Dive Brief:
- Microgrids are essential to the United States' energy security and can help guard against physical and cyber threats to the utility grid, a former federal regulator said.
- Former FERC Chairman Jon Wellinghoff said adding diversity to the grid is the best way to ensure loss of a single node, whether by accident or by attack, does not lead to a cascading blackout.
- The grid's potential vulnerability has become apparent in recent years, including a 2013 sniper attack on the PG&E Metcalf substation that caused millions in damages but did not lead to any blackouts, and a more recent squirrel attack on the grid in Providence, Rhode Island.
Dive Insight:
Last year a gunman took out 17 PG&E transformers in an attack that remains unsolved and, though it led to no blackouts, helped to illuminate the vulnerability of the nation's utility system.
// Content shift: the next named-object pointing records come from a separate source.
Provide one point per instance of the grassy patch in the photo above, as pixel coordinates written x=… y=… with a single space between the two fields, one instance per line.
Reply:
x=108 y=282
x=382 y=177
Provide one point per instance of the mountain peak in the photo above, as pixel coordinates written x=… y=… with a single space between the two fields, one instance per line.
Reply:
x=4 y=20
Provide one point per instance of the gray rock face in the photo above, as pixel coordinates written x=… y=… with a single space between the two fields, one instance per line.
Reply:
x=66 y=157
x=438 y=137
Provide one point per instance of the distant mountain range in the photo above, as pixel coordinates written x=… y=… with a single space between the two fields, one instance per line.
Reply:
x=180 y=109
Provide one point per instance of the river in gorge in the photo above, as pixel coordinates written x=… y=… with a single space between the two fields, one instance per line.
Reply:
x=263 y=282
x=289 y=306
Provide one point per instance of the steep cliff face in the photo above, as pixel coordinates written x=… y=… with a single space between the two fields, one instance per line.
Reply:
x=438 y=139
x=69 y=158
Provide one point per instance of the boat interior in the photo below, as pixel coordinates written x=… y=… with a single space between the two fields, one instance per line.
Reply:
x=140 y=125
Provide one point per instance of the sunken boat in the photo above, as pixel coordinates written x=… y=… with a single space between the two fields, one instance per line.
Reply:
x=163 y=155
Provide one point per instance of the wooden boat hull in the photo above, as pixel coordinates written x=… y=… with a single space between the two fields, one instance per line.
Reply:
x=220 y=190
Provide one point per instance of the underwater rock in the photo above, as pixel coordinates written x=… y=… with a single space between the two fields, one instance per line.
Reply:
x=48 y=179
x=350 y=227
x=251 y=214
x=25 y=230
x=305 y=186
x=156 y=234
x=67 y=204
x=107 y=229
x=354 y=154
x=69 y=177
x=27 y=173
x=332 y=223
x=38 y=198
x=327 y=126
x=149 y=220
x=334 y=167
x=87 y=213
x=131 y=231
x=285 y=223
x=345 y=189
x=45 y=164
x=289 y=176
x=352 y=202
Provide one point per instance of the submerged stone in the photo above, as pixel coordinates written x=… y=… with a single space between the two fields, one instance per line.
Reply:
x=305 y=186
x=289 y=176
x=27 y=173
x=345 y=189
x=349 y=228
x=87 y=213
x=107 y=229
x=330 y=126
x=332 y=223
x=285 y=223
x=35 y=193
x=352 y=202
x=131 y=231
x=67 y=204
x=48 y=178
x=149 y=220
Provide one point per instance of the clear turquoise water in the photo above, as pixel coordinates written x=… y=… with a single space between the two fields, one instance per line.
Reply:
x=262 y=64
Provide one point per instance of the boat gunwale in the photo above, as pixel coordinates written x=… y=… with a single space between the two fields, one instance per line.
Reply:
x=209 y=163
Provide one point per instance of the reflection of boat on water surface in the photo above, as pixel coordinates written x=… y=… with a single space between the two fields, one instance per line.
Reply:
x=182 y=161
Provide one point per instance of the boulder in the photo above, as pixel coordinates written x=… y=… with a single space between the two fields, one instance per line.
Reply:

According to former FERC Chairman Jon Wellinghoff, “the way to combat it is to diversify our system [with] microgrids so if they take down one node, it’s not going to cascade."
Speaking at a GreenBiz event in San Francisco, he also noted that a squirrel had recently led to recent outages in Rhode Island. “From everything I have seen, our grid is really in miserable condition from the standpoint of physical security overall,” Wellinghoff said.
GreenBiz reports that Wellinghoff spoke alongside retired U.S. Marine Colonel Mark Mykelby who said it is not just intentional attacks which must be avoided, but that building out the grid in the traditional manner no longer works. "We have got to have the capacity to take that gut punch,” Mykelby said, adding, “You can have bigger walls … but the bottom line is, it’s not going to work. That’s why we don’t have castles anymore."